En Cairo Paloma Picasso, que poco después se casaría con López Sánchez (y años después se divorciaría y le costaría una verdadera fortuna la separación de bienes), colaboraba en el montaje teatral con el diseño de las joyas que llevaban los actores y de paso le daba glamour y público a la obra de aquellos dos jóvenes argentinos, que formaban parte de la contracultura teatral de París y eran dramaturgos del Théâtre TSE que dirigía otro argentino, Alfredo Rodríguez-Arias.
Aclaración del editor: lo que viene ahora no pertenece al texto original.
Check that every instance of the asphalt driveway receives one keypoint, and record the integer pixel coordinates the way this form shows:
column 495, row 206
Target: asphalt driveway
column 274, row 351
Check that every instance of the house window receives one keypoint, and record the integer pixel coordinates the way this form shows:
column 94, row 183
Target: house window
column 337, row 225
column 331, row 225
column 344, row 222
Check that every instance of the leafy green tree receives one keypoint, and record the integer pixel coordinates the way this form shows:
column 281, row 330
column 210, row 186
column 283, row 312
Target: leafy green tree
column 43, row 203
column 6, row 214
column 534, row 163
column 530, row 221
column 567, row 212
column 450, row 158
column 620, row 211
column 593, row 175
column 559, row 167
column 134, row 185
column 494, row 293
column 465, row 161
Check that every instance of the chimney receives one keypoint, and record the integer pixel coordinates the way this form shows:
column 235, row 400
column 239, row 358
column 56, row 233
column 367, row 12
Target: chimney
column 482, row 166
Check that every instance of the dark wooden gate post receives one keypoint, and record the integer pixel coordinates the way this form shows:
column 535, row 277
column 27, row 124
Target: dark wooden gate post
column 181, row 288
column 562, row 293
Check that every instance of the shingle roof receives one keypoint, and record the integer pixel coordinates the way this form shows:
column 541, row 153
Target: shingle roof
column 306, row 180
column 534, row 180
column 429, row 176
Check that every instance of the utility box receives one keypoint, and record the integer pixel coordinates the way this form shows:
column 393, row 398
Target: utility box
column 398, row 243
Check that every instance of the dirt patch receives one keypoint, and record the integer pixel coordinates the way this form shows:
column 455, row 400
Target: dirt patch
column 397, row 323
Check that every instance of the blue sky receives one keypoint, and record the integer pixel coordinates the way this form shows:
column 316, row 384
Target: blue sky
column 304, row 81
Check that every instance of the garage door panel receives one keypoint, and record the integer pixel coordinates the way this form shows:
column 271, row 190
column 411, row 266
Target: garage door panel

Ya desde el primer momento me di cuenta de que no iba a entender mucho de la obra. A que no entendiera absolutamente nada contribuyó de forma inestimable Julita Grau cuando, al final del primer acto, buscando ayudarme, me dijo que se trataba de una pieza de teatro muy a la moda psicoanalítica en su vertiente más dura, más lacaniana y que el mismo hecho de que en el título faltara el artículo El en la palabra Cairo ya era una pista. ¿Una pista de qué? No obtuve respuesta. Al terminar la representación, Raúl fue al camerino a felicitar a los autores, y le acompañamos. Y, no sé cómo, acabamos en el grandioso Mercedes descapotable de Paloma Picasso fumando unos puros habanos gigantescos y recorriendo con ella y con Raúl y con Julita y con los autores de Cairo las calles recién regadas de París, camino de la discoteca Le Sept, de la rue Sainte-Anne. Nunca en la vida me he sentido igual de poderoso. Allí, sentado en la parte de atrás del magnífico descapotable, con música de Glenn Miller en la radio, jugué a verme a mí mismo como el rey de la dolce vita parisina, como si acabara de conquistar la ciudad y fuera el heredero, en todos los sentidos, de Pablo Picasso.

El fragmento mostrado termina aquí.